龍王鬼と虎王鬼との戦いをお楽しみください。
第34話 宇宙の龍/大地の鬼神 その7
存在しないテスラドライブを搭載したゲシュペンスト・MK-Ⅱの部隊に続き、まだ試作段階のはずのアルブレード、そして金色の龍と銀色の虎の登場には流石のキョウスケ達も困惑を隠せなかった。

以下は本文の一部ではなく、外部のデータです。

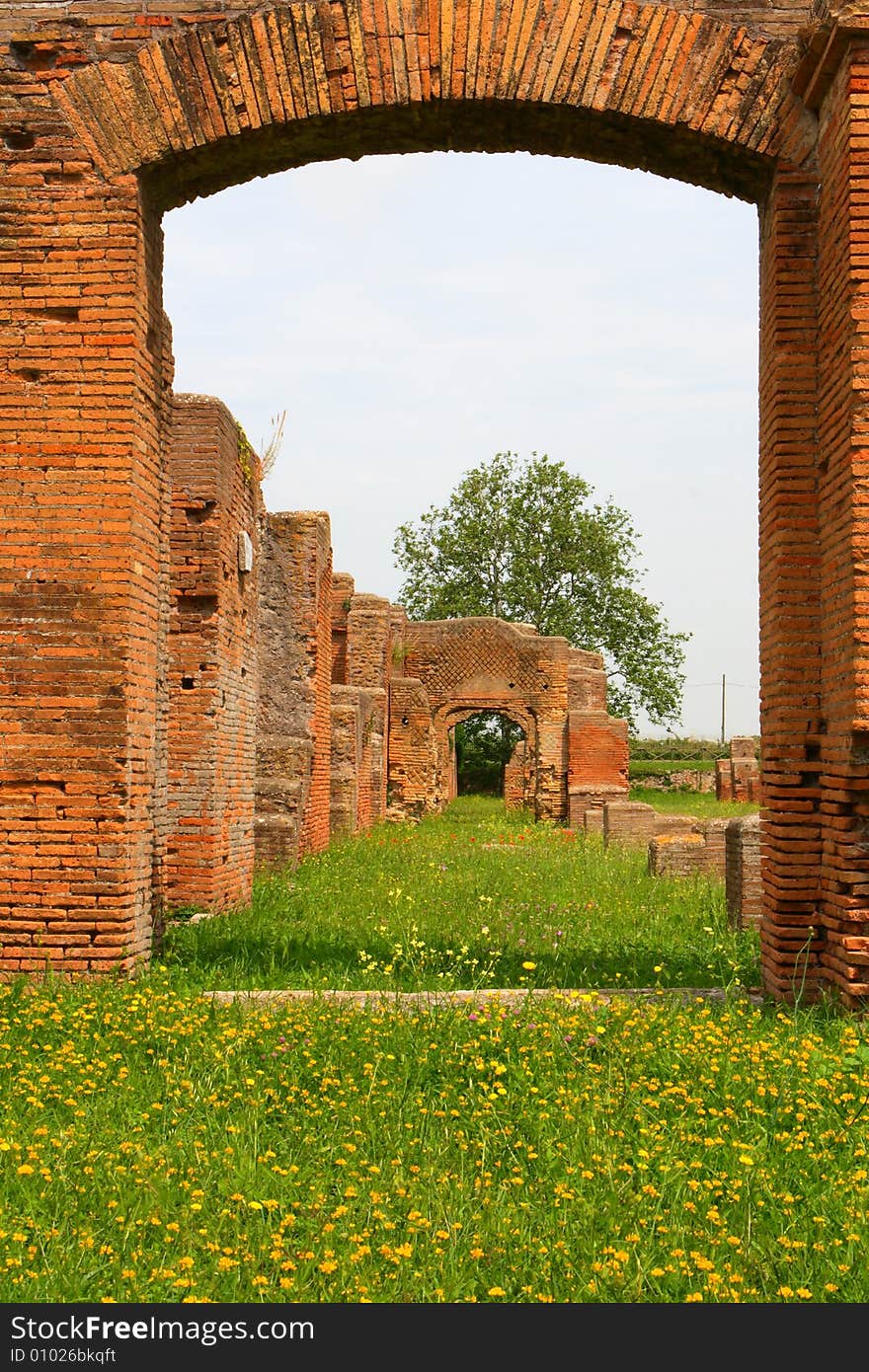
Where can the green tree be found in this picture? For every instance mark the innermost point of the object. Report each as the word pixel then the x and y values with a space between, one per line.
pixel 523 541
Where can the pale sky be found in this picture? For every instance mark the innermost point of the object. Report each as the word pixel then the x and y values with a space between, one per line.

『ラトゥーニ、アルブレードは確か3機しか製造されていない筈だよな?』
「はい、あの機体はリュウセイが乗った物を含めて、3機しか製造されていません。そのうちの2機は今も、月のマオ社でアルブラスター、アルガードナーの試験機として運用されています……つまりリュウセイが乗ってたアルブレードは完全なワンオフ、3機とも別々に改造されているので同じタイプのが2機も存在する訳が無い」
量産型Rシリーズのデータ取りにゲシュペンスト・MK-Ⅲを使い、そのデータを反映され、日々改造されているアルブレードがここに存在する訳が無いと断言した。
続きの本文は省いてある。